JAXenter: JavaFX 2.0 steht in einer Early-Access-Version zur Verfügung. Wichtigste Neuerung ist sicherlich, dass JavaFX über APIs von Java aus zugänglich ist – ohne JavaFX Script verwenden zu müssen. Wie gut funktionieren die neuen APIs bereits?

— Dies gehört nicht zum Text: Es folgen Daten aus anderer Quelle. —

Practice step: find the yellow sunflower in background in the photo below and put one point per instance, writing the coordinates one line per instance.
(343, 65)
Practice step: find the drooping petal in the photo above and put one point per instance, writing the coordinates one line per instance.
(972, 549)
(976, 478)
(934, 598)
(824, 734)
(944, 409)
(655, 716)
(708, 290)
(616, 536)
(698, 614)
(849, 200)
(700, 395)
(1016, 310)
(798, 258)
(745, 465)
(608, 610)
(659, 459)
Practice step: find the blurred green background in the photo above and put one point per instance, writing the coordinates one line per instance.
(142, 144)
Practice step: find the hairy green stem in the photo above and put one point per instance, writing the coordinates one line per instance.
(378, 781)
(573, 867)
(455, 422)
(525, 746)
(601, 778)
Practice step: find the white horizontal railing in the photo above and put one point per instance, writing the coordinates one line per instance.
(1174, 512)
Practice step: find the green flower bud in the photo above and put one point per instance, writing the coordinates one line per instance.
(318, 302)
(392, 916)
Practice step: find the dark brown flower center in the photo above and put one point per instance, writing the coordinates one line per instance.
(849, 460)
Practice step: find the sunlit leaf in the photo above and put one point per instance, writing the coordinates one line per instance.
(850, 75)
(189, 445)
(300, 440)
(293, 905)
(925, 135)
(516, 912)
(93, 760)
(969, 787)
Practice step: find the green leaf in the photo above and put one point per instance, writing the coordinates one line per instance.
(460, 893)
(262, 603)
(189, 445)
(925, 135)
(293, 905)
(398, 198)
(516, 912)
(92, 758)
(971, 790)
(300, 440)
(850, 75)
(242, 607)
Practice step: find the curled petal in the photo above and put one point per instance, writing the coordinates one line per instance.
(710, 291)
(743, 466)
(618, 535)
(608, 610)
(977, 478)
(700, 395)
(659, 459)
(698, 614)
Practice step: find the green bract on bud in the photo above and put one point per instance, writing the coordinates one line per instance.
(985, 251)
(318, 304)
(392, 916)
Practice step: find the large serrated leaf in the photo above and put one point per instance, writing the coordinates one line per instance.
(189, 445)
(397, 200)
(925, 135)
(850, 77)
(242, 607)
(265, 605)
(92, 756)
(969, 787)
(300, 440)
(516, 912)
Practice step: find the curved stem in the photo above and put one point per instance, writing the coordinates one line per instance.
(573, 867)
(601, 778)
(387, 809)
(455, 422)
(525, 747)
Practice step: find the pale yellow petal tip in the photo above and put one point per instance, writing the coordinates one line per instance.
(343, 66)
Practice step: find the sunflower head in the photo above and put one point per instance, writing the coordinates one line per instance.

Adam Bien: JavaFX 2 ist noch nicht öffentlich zugänglich und funktioniert dennoch ziemlich gut. Insbesondere die Installation ist beeindruckend – entzippen und zum Starten eines Beispiels auf ein JAR doppelklicken. Für die Kompilierung einer Anwendung reicht die Einbindung einer einzigen JAR Datei. Die vorhandenen APIs funktionieren ziemlich gut.

JavaFX goes Scala

Wer mehr über die Möglichkeiten des neuen JavaFX 2.0 lernen möchte, sollte sich die Session „JavaFX goes Scala“ auf der JAX 2011 nicht entgehen lassen. Andreas Schosser führt die Interoperabilität von JavaFX mit Scala und klassischem Java-Code vor. Spannend!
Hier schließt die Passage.